Aside from the previously discussed culprit (time), disagreements over relatively small compensation issues are the biggest deal killers in the Ruby on Rails community. I can’t tell you how many deals we’ve seen fall apart over 10k, 5k, or less.

This is a shame, because Rails companies are typically looking for a personality and skill set match and have found both if an offer has been presented. (Contrast this to a larger ‘enterprisey’ institution looking to fill cubes where personality isn’t as big of a deal.) Why do deals fall apart over such small numbers?

Oftentimes, it’s what’s not said between employer and developer that is more important than what is. For developers, here are some reasons we’ve seen that the extra 5-10k mean so much:

  • "I made X at my last job so I need to make X + Y at my next gig."
  • "My friend makes X and I’m at least as good."
  • "I don’t want to make less than my significant other."
  • "I just really want to make [an arbitrary amount that holds significance]."

Our advice: once you’re at the offer stage, you’ve already agreed that the opportunity and salary range are exciting.

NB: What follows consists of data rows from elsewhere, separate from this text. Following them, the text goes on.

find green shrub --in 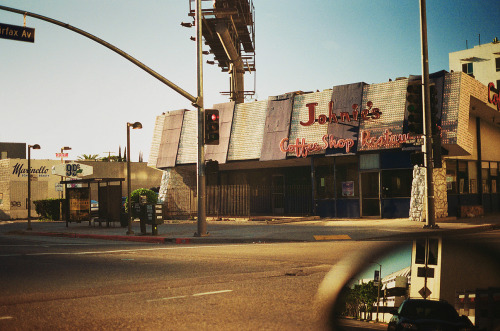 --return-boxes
[33,199,64,221]
[125,188,158,217]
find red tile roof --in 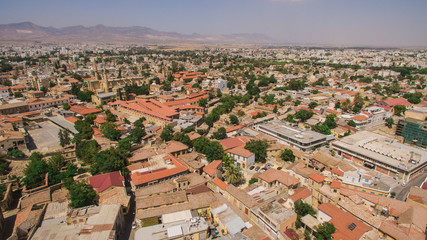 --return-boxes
[258,168,299,187]
[308,173,326,183]
[203,160,222,177]
[131,154,188,185]
[319,203,372,240]
[291,187,311,202]
[212,178,227,190]
[89,171,125,193]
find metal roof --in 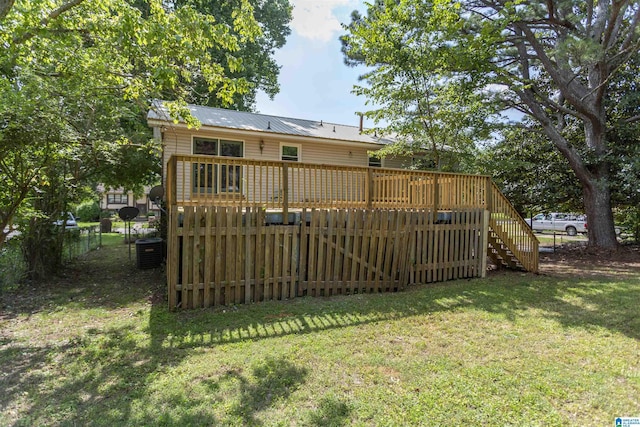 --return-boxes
[147,102,393,144]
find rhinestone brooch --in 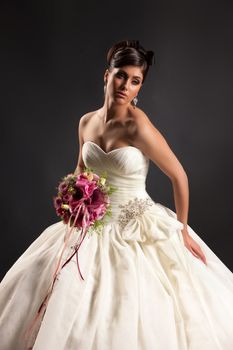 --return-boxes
[118,197,154,230]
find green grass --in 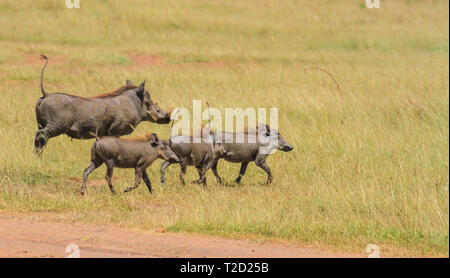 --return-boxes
[0,0,449,256]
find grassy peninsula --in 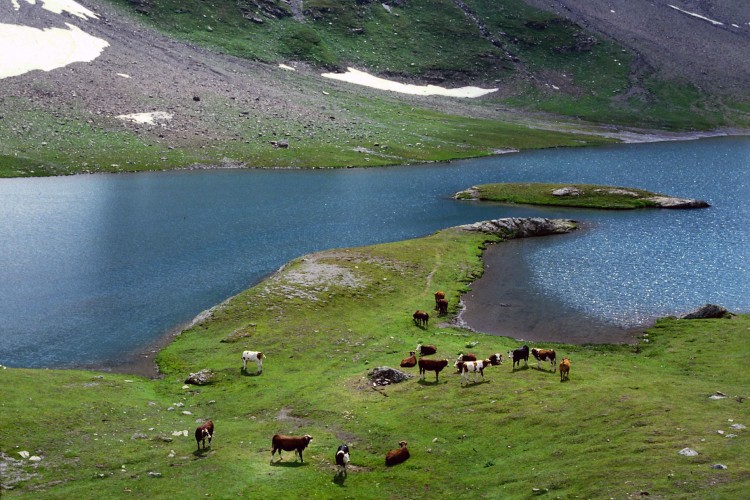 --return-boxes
[0,229,750,499]
[454,182,708,210]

Don’t let the last mile confuse things. 5k after taxes is 3k, which is less than $9 a day. Do you really want to pass up an opportunity you’re excited about for that little? Rails jobs are by and large at startups. The reward ceiling is high. Nobody is going to get rich (or poor) off a typical startup’s developer salary. So don’t compromise your chance to be part of something special that you believe in for a few cups of coffee per day.

Employers have similar reasons for not acquiescing to a developer’s desire for a small bump in initial compensation. What we’ve seen:

  • "I’m paying another employee at that level Y, so I can’t possibly offer anything different."
  • "I can’t pay more than someone more senior is making."
  • "But that’s more than I make."
  • "Our investors won’t let us."

Our advice: treat building a startup team like building a professional sports team. Players join at different times, under varying circumstances. As such, their salaries differ (sometimes wildly) based on where the team is and what the market conditions are at the time.

Keep your eye one the ball, and don’t let a key employee escape over short money.